By speaking about sex, our bodies and our selves so ‘truthfully’ and with so much ‘intimacy,’ [CW1] we engage in a systematic blindness to ultimate truths: we codify ourselves within the power structures to which our modes of thought are confined. As we become further ‘liberated’ by constantly bringing the truths of our lives, both sexual and otherwise, into the public sphere, we offer those with the capacity to oppress a greater power (see: Cameron’s proposed internet censorship and the misogyny that dictates pornography[CW2] ). We are not breaking the mould with these empty gestures toward freedom of self-expression, we are further cementing it: sexism and racism are as present as they ever have been – both within the realm of pornography (Mandingo Massacre and Butthole Bario Bitches? Really?) and outside (the Trayvon Martin murder, any number of sexual assault or wage statistics).
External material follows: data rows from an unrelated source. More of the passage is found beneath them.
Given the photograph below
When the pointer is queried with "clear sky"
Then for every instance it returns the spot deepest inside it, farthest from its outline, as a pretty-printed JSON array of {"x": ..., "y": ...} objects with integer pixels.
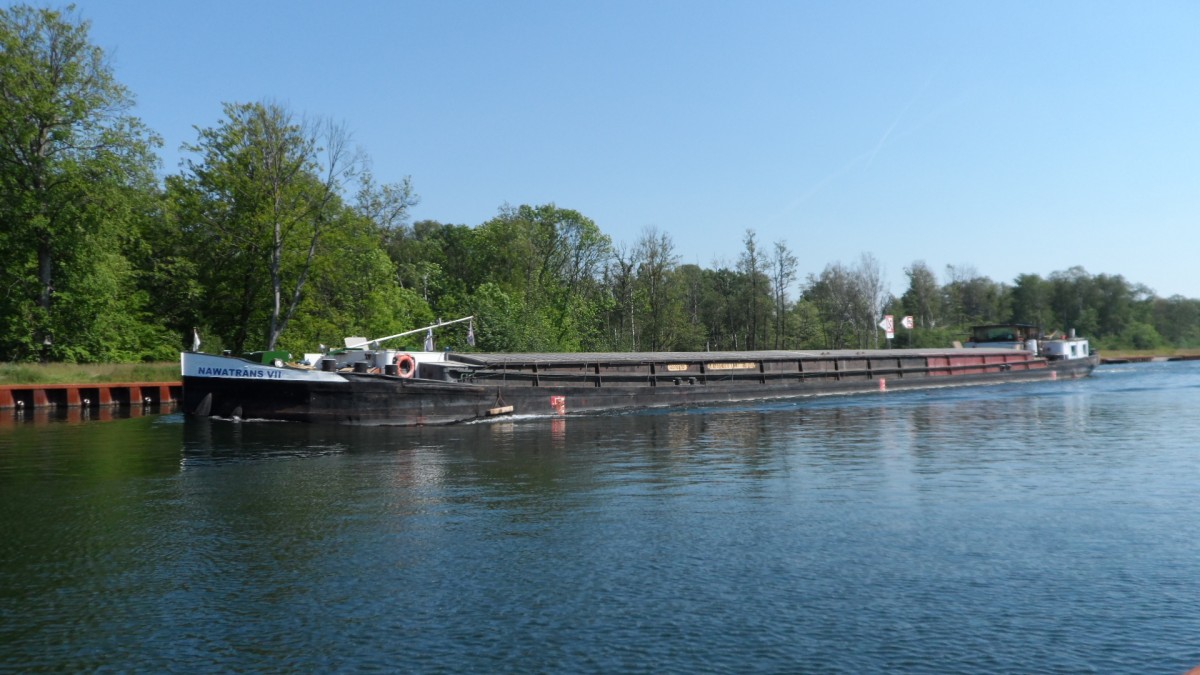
[{"x": 1008, "y": 137}]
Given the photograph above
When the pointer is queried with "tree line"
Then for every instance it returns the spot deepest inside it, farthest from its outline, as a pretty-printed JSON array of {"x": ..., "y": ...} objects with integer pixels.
[{"x": 274, "y": 233}]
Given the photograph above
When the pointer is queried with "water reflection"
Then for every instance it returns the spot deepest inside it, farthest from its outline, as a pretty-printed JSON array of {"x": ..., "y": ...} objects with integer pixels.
[{"x": 939, "y": 531}]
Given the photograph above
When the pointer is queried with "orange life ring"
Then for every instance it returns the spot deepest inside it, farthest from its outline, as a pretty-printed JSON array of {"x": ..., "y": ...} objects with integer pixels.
[{"x": 406, "y": 365}]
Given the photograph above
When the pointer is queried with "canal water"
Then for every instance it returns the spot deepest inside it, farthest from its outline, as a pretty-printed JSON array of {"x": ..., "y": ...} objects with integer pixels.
[{"x": 1041, "y": 527}]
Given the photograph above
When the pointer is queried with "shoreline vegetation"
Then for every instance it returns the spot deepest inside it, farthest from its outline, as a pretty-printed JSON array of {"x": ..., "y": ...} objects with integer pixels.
[
  {"x": 88, "y": 374},
  {"x": 168, "y": 371}
]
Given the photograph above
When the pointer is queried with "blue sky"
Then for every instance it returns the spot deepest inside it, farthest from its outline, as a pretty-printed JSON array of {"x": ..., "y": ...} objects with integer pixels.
[{"x": 1006, "y": 137}]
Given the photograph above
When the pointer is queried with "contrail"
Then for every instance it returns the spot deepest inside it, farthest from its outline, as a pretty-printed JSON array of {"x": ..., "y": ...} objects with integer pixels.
[
  {"x": 897, "y": 121},
  {"x": 868, "y": 155}
]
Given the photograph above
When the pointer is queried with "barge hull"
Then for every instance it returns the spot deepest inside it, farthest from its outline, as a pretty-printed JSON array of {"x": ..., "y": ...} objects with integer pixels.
[{"x": 543, "y": 384}]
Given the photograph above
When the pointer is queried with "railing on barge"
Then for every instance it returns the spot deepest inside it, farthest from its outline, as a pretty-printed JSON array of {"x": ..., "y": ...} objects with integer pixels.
[
  {"x": 654, "y": 372},
  {"x": 96, "y": 395}
]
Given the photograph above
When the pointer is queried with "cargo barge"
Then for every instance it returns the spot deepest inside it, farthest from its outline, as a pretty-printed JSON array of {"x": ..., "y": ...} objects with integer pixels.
[{"x": 364, "y": 383}]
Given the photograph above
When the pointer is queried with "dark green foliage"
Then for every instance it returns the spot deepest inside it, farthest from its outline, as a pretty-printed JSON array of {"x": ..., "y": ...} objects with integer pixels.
[{"x": 76, "y": 179}]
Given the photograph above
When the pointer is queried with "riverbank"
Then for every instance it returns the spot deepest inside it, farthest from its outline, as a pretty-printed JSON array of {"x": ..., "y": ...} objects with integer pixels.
[
  {"x": 168, "y": 371},
  {"x": 87, "y": 374}
]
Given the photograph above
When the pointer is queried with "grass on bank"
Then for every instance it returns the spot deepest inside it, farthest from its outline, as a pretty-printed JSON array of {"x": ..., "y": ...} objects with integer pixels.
[{"x": 87, "y": 374}]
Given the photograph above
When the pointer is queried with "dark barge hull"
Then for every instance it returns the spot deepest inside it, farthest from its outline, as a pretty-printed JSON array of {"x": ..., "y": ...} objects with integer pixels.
[{"x": 480, "y": 386}]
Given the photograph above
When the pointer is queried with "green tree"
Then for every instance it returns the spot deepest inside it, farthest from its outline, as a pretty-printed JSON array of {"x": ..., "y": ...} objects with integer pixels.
[
  {"x": 923, "y": 299},
  {"x": 660, "y": 310},
  {"x": 255, "y": 204},
  {"x": 76, "y": 183},
  {"x": 551, "y": 260}
]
In a world of Snowden, the NSA and Wikileaks, where we are afforded less personal privacy and the powers-that-be afford us less transparency than ever before, we are clinging onto the ‘truth’ of sex as our salvation whilst subjecting ourselves to a carefully constructed discourse around it. What are the implications of this stringent codification on how we understand our selfhood?
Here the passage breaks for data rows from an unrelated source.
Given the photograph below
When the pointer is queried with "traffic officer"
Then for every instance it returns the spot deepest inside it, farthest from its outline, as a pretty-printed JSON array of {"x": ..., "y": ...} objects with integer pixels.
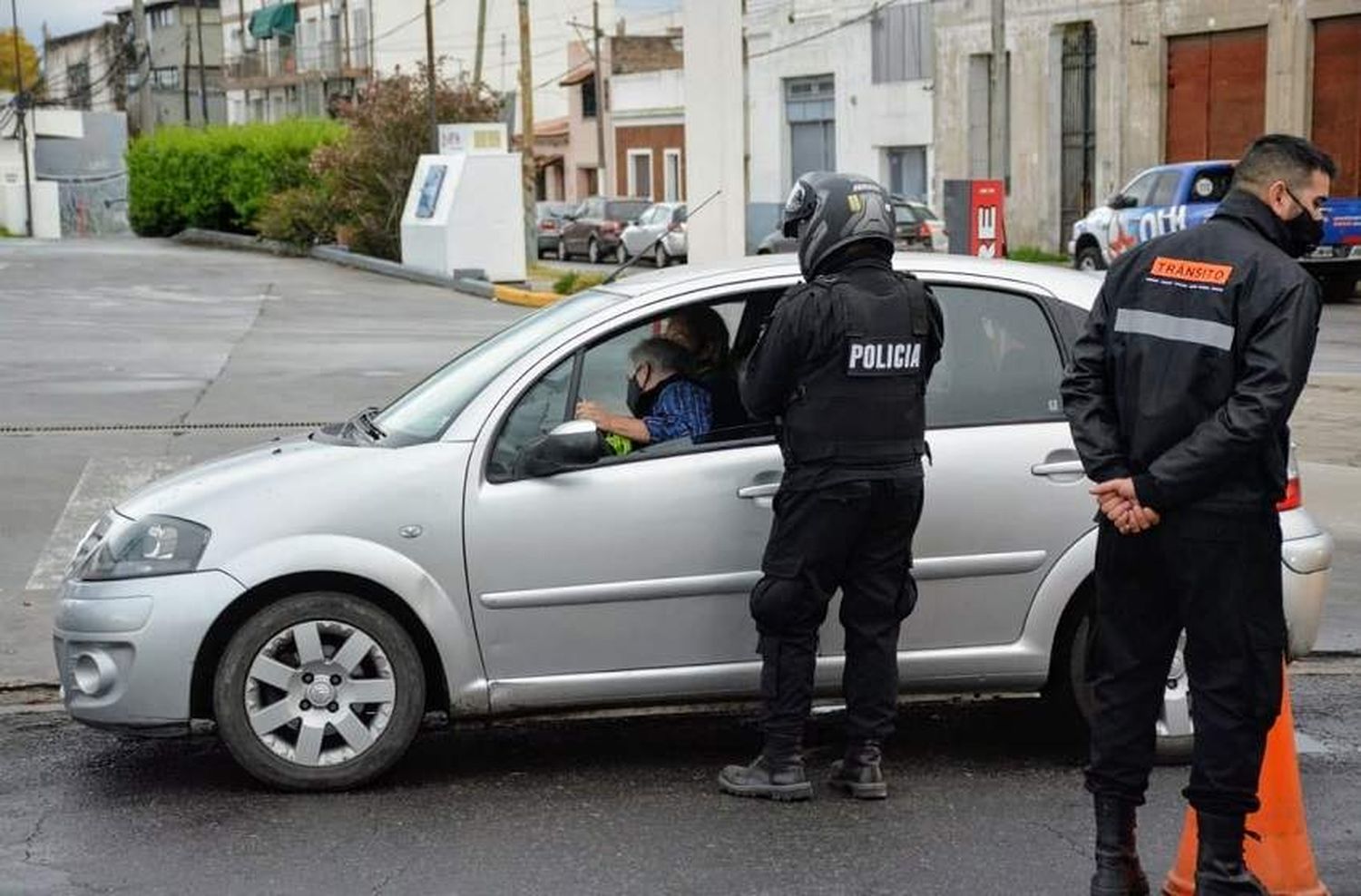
[
  {"x": 1194, "y": 355},
  {"x": 843, "y": 366}
]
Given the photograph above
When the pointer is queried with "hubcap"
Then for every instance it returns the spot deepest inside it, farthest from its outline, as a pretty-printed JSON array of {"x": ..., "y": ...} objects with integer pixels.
[{"x": 320, "y": 692}]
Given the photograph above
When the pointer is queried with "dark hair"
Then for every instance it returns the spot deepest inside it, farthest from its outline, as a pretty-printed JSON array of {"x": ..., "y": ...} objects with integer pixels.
[
  {"x": 710, "y": 334},
  {"x": 661, "y": 354},
  {"x": 1281, "y": 157}
]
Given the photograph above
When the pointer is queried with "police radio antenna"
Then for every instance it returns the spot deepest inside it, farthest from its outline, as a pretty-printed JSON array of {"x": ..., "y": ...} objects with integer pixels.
[{"x": 652, "y": 245}]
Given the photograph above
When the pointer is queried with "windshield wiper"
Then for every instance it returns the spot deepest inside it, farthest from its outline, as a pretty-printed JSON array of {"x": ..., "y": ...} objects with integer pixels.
[{"x": 364, "y": 421}]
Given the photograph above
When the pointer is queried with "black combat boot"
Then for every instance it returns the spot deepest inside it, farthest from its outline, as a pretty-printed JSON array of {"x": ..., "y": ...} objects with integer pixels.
[
  {"x": 1219, "y": 858},
  {"x": 1118, "y": 861},
  {"x": 770, "y": 776},
  {"x": 859, "y": 774}
]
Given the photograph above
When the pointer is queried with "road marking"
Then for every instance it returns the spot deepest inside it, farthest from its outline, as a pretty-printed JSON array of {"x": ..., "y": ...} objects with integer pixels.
[{"x": 103, "y": 482}]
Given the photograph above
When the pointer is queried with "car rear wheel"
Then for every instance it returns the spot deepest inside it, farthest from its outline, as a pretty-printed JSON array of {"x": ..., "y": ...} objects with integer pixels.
[
  {"x": 1175, "y": 732},
  {"x": 1089, "y": 258},
  {"x": 318, "y": 691}
]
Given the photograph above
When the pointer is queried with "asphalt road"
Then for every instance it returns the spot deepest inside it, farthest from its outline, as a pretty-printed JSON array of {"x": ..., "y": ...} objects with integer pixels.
[{"x": 985, "y": 800}]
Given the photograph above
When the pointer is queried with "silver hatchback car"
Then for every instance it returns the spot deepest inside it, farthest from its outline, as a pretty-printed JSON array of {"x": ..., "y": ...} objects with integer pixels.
[{"x": 318, "y": 596}]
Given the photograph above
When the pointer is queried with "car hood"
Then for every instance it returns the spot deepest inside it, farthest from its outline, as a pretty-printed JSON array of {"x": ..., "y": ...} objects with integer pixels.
[{"x": 259, "y": 473}]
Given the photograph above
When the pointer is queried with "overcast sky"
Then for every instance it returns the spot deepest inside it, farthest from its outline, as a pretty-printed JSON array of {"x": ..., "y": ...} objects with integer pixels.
[{"x": 64, "y": 16}]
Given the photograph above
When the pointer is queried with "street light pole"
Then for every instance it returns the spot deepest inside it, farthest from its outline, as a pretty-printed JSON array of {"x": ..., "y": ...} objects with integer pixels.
[
  {"x": 435, "y": 122},
  {"x": 24, "y": 124},
  {"x": 527, "y": 169}
]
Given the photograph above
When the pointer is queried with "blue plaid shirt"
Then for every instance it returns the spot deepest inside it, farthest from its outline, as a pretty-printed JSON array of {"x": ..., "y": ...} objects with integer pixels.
[{"x": 682, "y": 410}]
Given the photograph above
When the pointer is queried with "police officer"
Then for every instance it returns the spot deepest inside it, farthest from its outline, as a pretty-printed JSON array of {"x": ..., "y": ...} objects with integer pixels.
[
  {"x": 841, "y": 366},
  {"x": 1195, "y": 353}
]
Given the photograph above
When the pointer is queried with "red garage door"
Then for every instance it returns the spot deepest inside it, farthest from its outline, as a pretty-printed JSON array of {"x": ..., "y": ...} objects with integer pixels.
[
  {"x": 1337, "y": 98},
  {"x": 1216, "y": 94}
]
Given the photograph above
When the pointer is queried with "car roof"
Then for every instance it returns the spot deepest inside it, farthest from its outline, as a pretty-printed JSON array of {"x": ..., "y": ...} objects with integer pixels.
[{"x": 1074, "y": 287}]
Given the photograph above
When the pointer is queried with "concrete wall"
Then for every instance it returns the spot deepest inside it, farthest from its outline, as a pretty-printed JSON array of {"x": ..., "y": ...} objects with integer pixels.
[
  {"x": 868, "y": 117},
  {"x": 1130, "y": 83}
]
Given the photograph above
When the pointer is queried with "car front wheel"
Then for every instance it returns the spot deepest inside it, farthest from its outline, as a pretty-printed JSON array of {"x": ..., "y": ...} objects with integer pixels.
[{"x": 318, "y": 691}]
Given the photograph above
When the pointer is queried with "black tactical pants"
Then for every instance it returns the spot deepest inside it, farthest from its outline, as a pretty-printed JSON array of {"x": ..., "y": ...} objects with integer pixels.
[
  {"x": 855, "y": 536},
  {"x": 1219, "y": 578}
]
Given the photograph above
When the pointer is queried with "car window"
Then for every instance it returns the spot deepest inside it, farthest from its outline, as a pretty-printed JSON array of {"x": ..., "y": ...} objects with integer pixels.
[
  {"x": 1165, "y": 190},
  {"x": 602, "y": 375},
  {"x": 543, "y": 407},
  {"x": 623, "y": 211},
  {"x": 1001, "y": 361},
  {"x": 425, "y": 413},
  {"x": 1141, "y": 188},
  {"x": 1211, "y": 184}
]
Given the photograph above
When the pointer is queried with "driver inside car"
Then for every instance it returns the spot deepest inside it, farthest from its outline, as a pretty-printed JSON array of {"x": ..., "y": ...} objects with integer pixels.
[{"x": 666, "y": 404}]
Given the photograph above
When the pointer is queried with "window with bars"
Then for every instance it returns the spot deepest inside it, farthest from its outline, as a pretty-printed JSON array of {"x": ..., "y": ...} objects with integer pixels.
[{"x": 903, "y": 44}]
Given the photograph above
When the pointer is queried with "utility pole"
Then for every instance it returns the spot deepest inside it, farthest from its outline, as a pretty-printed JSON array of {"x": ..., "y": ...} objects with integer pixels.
[
  {"x": 142, "y": 54},
  {"x": 24, "y": 124},
  {"x": 998, "y": 108},
  {"x": 602, "y": 169},
  {"x": 245, "y": 33},
  {"x": 482, "y": 37},
  {"x": 527, "y": 171},
  {"x": 435, "y": 122},
  {"x": 184, "y": 79},
  {"x": 203, "y": 76}
]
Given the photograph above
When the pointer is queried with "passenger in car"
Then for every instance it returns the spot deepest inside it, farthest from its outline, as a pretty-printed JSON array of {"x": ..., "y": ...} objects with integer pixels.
[
  {"x": 666, "y": 403},
  {"x": 701, "y": 331}
]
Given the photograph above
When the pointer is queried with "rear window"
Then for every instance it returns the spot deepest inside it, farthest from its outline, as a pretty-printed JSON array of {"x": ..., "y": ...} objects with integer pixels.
[{"x": 625, "y": 211}]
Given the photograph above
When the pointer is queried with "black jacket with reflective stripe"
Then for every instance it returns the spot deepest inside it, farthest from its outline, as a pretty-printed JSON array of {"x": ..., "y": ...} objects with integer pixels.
[
  {"x": 843, "y": 365},
  {"x": 1195, "y": 353}
]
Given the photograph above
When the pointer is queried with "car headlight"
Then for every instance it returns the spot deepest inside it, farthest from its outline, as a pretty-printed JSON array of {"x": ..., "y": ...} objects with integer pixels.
[{"x": 152, "y": 545}]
Our supposed freedom both produces and consumes capitalist patriarchy. We are living for show and our lives are becoming delicately manipulated for mass-consumption through Instagram or Twitter; we are more dissatisfied and easier to market to, we readily devour the images of celebrity holidays, funeral selfies and the lunches of our work colleagues in a constant live-feed. Our phones are tapped and those who orchestrated illegal invasions of privacy are dining with our world leaders. We are the perfect consumers: whilst Facebook catalogues our likes and dislikes to sell to marketing giants, Google targets the adverts that appear on our e-mail clients in accordance with whatever messages we have sent our friends and family. In light of the economic crash and the constant developments revealing our lack of privacy and autonomy, we are seeking truth precisely where it cannot be found: in the realm of sexuality. As Foucault says, “the West has placed a never-ending demand for truth: it is up to us to extract the truth of sex, since this truth is beyond its grasp; it is up to sex to tell us our truth, since sex is what holds it in darkness.”
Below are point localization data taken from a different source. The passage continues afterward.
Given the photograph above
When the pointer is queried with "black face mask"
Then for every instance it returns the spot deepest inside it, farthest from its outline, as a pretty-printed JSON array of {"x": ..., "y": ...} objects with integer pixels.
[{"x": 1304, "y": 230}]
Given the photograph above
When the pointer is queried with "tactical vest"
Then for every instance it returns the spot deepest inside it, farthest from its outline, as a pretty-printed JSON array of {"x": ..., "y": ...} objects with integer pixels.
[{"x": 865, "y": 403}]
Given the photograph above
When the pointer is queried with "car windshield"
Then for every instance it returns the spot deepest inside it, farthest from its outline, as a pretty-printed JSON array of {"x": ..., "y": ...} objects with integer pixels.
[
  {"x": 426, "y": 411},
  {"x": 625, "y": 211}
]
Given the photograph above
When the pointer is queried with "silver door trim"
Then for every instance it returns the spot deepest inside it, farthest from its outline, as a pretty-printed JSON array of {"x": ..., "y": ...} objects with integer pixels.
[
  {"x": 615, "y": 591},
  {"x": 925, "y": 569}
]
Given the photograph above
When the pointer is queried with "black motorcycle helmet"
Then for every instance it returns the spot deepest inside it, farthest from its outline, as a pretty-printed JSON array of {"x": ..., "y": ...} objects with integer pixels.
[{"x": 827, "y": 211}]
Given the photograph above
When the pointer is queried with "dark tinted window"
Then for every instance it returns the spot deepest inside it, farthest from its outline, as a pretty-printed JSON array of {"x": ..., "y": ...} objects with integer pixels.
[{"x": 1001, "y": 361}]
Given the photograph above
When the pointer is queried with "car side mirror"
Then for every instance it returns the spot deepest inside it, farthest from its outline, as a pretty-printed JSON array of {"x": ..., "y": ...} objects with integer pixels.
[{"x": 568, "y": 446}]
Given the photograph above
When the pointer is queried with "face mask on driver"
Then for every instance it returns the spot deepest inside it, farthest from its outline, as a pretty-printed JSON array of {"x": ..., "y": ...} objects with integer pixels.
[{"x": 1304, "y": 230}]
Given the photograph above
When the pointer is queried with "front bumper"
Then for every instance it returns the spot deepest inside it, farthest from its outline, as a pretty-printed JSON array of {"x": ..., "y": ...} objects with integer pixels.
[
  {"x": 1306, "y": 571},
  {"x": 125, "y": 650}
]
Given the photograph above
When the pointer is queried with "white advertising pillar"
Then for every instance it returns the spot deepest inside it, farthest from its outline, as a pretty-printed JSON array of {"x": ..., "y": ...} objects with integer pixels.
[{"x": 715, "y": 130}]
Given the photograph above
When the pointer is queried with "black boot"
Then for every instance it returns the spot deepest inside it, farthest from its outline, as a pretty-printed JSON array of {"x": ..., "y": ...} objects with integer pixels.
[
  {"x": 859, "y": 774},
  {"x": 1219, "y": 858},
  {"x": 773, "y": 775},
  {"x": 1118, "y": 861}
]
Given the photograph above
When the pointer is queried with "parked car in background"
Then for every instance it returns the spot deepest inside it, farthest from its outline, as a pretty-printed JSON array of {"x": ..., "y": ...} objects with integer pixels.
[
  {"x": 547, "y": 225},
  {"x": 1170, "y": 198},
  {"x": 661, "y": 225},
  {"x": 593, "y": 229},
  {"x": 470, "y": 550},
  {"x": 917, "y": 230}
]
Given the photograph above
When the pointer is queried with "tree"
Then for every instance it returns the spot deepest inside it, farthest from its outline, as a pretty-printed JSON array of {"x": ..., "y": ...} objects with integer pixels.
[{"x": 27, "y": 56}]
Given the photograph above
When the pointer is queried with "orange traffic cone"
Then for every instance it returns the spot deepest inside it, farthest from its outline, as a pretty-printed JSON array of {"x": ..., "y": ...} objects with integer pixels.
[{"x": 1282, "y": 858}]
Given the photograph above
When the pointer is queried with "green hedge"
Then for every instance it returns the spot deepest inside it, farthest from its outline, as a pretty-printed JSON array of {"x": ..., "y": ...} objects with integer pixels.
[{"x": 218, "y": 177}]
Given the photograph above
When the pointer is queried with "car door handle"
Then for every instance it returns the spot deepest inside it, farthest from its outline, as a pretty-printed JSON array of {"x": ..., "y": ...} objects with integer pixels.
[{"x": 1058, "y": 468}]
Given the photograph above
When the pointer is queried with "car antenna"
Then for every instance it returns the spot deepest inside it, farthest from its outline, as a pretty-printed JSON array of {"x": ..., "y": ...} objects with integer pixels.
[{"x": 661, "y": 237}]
We see our approach to sexuality as a peak of liberation: you can have what you want, when you want it and what we want is the appearance of ‘truth’: women performing their sexuality on cue in their bedrooms and in kitchens amongst their evening’s dinner of Rice-A-Roni and low-salt kidney beans. Our preoccupation with discovering and determining intimate ‘truths’ of sexuality serves only to distance us from independent liberation: by ignoring the male silhouette that looms over the production of these images, we are blindly buying into a powerful series of mechanisms that dictates how we understand ourselves, our bodies and our sexuality whilst believing we are freer than we have ever been.